The understanding, and management of risk and uncertainty is important not only in engineering, but in all spheres of social life. Due to the fact that the complexity of man-made products is quickly increasing, products are becoming exposed to risk. Risk emanates from a combination of uncertainty and complexity. High complexity induces fragility and therefore vulnerability. Examples of complex systems are: ecosystem, society, economy, power grids, traffic, sophisticated spacecraft, the internet etc. Most of these systems are adaptive, some aren’t.

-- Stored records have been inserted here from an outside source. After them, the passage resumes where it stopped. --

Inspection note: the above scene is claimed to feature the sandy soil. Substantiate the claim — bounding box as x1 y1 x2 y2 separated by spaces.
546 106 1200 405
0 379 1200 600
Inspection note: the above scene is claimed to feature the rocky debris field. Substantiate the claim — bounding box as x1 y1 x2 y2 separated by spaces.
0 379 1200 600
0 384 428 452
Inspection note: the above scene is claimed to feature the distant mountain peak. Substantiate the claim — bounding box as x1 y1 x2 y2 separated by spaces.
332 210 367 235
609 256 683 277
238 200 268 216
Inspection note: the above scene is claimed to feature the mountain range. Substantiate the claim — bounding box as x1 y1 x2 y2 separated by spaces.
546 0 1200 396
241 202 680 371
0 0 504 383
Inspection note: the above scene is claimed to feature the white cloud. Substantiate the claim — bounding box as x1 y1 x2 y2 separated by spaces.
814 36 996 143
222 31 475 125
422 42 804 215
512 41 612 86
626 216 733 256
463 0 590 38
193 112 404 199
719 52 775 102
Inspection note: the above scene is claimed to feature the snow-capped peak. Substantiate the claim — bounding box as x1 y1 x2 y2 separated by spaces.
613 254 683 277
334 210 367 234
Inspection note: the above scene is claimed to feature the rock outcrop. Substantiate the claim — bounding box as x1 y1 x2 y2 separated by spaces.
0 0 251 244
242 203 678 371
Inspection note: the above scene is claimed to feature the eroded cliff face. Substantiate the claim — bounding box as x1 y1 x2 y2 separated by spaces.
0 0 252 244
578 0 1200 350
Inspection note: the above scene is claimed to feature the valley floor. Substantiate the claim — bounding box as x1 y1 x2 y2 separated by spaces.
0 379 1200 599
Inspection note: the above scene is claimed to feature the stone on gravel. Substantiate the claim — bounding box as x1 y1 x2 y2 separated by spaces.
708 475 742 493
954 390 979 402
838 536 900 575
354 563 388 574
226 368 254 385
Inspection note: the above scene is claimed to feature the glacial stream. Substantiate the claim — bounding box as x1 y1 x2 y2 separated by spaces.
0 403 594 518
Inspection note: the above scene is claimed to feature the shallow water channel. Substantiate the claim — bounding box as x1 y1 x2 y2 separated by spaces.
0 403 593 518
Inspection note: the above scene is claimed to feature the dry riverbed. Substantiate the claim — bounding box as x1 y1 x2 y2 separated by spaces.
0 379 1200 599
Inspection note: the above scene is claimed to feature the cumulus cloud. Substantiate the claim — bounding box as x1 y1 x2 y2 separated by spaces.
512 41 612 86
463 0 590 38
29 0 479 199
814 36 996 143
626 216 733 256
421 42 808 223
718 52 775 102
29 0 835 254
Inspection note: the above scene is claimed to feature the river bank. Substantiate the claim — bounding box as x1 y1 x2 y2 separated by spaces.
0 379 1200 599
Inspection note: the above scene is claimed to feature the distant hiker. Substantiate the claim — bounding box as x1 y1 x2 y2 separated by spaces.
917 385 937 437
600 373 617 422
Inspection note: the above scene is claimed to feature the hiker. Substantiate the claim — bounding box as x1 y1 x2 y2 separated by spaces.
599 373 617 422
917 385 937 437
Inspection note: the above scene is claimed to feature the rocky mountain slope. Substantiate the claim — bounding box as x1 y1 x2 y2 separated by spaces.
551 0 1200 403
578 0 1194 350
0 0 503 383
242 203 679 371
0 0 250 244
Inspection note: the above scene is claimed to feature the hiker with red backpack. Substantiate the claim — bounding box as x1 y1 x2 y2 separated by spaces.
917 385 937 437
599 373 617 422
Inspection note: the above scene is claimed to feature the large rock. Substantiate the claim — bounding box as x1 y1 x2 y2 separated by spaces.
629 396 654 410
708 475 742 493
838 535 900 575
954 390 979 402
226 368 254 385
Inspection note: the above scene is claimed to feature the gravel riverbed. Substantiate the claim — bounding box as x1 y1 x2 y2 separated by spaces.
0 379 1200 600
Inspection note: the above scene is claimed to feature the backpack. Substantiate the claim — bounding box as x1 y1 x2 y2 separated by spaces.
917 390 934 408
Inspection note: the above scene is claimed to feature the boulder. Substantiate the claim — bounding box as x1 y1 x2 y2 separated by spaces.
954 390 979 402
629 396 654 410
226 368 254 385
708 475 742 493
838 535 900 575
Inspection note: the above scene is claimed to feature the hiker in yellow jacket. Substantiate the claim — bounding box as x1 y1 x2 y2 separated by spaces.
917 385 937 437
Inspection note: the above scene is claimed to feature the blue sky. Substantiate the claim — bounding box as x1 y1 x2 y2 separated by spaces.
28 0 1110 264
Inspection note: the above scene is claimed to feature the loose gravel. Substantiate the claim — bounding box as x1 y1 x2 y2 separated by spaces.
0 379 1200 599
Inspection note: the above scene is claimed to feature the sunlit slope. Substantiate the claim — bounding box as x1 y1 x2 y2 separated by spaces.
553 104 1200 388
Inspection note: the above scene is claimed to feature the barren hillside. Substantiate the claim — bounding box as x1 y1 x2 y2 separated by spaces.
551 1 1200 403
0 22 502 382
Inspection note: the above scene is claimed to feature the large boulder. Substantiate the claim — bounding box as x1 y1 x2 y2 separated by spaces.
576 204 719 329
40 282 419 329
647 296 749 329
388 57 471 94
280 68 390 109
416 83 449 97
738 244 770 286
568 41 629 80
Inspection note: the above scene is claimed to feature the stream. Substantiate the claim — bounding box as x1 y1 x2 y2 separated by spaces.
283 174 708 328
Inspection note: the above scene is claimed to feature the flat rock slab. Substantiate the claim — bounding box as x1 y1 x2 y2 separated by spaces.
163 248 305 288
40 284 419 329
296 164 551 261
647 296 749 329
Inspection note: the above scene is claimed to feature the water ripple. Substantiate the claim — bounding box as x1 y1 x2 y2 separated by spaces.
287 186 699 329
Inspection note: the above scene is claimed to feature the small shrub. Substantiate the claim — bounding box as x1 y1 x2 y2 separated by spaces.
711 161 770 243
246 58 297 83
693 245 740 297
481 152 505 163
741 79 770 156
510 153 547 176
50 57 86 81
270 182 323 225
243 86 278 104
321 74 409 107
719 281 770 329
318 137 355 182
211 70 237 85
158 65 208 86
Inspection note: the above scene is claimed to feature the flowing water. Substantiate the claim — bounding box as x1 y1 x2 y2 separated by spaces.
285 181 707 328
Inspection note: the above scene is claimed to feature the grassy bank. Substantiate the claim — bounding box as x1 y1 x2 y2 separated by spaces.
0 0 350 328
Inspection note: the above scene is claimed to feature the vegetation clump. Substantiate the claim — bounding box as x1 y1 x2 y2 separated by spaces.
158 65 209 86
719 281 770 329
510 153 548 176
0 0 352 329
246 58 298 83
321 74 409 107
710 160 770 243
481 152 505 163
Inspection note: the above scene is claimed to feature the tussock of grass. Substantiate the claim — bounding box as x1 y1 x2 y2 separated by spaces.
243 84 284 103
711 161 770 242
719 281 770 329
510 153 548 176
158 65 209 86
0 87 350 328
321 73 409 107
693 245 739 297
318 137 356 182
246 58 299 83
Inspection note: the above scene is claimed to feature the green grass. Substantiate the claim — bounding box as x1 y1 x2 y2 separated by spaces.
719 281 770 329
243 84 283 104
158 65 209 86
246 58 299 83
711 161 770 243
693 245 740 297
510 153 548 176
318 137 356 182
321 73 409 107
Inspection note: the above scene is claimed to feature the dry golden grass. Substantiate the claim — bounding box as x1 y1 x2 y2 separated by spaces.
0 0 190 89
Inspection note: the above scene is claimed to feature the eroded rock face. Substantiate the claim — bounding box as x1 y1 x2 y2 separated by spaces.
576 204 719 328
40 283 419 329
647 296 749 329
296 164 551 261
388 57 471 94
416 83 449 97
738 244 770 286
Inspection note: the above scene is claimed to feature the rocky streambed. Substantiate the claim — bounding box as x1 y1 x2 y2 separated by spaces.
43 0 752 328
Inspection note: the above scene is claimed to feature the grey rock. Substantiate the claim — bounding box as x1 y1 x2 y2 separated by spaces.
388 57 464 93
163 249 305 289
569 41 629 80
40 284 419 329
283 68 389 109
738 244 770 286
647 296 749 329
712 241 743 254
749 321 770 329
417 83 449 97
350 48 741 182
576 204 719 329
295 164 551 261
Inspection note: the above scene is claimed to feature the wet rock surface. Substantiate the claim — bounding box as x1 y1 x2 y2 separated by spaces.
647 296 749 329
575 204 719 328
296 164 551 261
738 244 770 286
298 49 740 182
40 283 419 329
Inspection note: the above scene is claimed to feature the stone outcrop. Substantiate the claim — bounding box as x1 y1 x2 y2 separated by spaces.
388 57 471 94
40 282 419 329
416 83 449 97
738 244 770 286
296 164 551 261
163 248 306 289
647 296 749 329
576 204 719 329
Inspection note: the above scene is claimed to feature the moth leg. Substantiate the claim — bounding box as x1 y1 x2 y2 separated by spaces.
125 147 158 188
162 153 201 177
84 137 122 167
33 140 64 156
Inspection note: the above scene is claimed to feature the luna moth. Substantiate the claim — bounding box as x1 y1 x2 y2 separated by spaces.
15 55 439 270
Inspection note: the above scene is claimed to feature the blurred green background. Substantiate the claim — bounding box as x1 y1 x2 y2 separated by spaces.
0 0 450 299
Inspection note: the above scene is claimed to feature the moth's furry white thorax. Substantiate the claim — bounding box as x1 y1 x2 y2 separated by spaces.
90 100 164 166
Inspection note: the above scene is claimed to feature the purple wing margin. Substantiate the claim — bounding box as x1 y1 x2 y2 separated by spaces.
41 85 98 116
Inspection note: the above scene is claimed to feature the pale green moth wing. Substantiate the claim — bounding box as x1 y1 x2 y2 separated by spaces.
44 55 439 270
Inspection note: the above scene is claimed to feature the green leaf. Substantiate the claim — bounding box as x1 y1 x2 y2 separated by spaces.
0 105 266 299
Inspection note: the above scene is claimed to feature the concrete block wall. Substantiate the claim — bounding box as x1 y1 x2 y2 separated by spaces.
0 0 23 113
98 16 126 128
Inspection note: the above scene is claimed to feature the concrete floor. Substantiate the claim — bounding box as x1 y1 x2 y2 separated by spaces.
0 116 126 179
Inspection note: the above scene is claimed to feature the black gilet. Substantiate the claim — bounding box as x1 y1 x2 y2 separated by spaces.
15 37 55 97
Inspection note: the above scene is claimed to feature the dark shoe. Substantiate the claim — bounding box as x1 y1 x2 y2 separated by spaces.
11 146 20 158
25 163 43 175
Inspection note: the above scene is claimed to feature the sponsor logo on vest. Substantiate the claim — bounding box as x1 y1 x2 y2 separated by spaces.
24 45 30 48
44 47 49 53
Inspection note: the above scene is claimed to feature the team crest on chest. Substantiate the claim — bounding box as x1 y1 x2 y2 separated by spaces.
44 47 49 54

Complex systems are characterized by a huge number of possible failure modes and it is a practical impossibility to analyze them all. Therefore, the alternative is to design systems that are robust, i.e. that possess built-in capacity to absorb both expected and unexpected random variations of operational conditions, without failing or compromising their function. This capacity of resilience is reflected in the fact that the system is no longer optimal, a property that is linked to a single and precisely defined operational condition, but results acceptable in a wide range of conditions. In fact, robustness and optimality are mutually exclusive. Complex systems are driven by so many interacting variables, and are designed to operate over such wide ranges of conditions, that their design must favor robustness and not optimality. A natural way of building robustness into a system is to attack complexity directly at its source. The Principle of Incompatibility, coined by L. Zadeh states that “High precision is incompatible with high complexity “. In other words, the more complex a system becomes, the more speculative will our statements about it be. It is a fact of life, almost a law of Nature. The only way to reduce the impact of complexity and uncertainty is to understand the way complex systems function, how they interact, how they respond to uncertainty and to a changing environment.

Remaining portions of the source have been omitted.